Mon dernier opus a plu, tant mieux. Là on va faire moins drôle, on va revenir au Nerd Laguère, soit ma "pato" (pathologie, mais ça fait branché de raccourcir les noms communs, du moins c'est ce que croivent[2] Selz et Sö qui parlent ainsi). Sacrée parenthèse hein ? Vas me traduire ça, Biiikou[3], bonne chance... Donc vous parler de ma condition, l'évolution de ma SLA. -Et voui, tu croyais quoi toi ?  Bon, on va faire bref, d'accord.
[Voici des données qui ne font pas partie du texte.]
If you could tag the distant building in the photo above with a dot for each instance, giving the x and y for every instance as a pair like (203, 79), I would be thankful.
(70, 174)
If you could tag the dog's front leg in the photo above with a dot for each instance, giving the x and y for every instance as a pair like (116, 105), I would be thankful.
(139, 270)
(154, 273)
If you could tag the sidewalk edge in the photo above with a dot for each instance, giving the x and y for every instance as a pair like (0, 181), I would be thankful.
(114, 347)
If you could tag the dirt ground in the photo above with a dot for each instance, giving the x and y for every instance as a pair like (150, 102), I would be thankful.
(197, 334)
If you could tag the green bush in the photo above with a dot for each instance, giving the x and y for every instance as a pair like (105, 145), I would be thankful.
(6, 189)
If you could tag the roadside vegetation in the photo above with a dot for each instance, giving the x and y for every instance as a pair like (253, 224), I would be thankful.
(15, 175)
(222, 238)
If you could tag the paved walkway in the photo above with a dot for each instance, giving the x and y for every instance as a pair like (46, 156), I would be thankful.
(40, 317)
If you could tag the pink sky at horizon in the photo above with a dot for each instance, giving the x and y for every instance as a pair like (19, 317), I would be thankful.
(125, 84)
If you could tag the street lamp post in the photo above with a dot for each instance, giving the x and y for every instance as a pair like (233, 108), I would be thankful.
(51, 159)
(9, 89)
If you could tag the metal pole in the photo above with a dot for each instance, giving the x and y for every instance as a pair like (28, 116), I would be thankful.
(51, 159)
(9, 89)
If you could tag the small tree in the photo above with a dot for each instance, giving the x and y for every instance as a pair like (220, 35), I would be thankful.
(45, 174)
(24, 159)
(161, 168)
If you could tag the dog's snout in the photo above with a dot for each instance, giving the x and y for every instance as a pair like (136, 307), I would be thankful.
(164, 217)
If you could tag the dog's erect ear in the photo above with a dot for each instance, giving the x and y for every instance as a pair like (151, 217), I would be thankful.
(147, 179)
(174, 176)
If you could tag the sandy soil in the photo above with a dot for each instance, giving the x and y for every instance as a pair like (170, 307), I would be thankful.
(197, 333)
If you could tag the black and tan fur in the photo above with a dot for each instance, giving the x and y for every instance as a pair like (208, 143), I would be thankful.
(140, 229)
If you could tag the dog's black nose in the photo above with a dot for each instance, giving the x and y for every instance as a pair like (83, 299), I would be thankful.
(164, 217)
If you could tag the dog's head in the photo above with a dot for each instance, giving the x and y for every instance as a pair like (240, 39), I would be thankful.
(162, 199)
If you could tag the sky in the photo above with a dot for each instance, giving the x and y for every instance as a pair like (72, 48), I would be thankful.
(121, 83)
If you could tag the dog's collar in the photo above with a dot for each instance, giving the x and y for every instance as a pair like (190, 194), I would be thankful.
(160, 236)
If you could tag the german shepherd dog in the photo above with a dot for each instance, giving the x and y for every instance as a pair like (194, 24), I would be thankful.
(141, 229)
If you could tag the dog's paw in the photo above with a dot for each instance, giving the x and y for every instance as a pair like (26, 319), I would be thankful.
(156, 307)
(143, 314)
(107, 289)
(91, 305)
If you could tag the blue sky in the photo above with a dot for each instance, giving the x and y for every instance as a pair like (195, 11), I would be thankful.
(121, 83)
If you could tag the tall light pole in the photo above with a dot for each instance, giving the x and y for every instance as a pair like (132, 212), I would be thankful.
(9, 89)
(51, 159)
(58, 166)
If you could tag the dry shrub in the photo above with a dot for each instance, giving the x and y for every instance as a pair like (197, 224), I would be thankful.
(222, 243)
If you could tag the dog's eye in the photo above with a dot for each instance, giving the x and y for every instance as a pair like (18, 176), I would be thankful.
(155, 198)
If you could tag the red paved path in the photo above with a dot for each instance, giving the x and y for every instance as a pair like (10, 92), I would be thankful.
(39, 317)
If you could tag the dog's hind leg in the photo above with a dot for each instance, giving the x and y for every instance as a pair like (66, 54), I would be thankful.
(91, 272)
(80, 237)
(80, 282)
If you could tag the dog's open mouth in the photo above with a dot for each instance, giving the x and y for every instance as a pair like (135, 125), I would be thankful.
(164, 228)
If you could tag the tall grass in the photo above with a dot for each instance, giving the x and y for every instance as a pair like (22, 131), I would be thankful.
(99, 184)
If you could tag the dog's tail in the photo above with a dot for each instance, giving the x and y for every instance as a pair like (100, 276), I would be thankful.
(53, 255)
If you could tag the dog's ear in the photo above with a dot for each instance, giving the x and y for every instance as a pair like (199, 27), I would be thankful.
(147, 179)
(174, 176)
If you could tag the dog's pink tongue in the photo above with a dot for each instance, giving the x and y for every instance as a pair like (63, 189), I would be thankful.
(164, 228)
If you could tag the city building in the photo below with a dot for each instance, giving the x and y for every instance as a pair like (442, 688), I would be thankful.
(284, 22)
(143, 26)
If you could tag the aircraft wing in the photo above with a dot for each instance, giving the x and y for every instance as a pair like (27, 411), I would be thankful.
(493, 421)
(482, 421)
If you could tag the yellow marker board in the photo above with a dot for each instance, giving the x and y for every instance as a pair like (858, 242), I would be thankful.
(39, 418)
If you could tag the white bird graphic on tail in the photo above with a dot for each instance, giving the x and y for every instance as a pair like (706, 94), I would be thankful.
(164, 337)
Les crampes empirent et deviennent incontrôlables le matin (et/ou après une longue période immobile), le moindre mouvement déclenche une crise spastique où absolument tous mes muscles se contractent, affreux ! Ma bouche semble se conformer au même immobilisme avec d'un côté la salivation excessive permanente, et de l'autre une mâchoire qui serre tout le temps. Cela me rappelle feu Renard qui parlait sans desserrer les dents, putain ce qu'il nous a fait rire celui-là! Je ne résiste pas à la tentation de vous narrer mon plus gros fade[4], un peu plus loin. Mes nuits sont toutes aussi abominables l’une que l’autre. J’y crains quand vient l’heure du coucher. Cela doit faire deux ans que je n’ai pas passé une nuit sans me réveiller trente-six fois avec des crampes d’un autre monde. Les médocs n’y font plus rien, bien que le Médoc soit un vin rouge tout à fait respectable, surtout ceux vieillis en Füdschen. J’ai eu la peur de ma vie avec un vomi[5] dans la tranchée arntère, me privant de respirer, jusqu’à ce que Nat relève ma nuque. Heureusement qu’elle était là à côté de moi !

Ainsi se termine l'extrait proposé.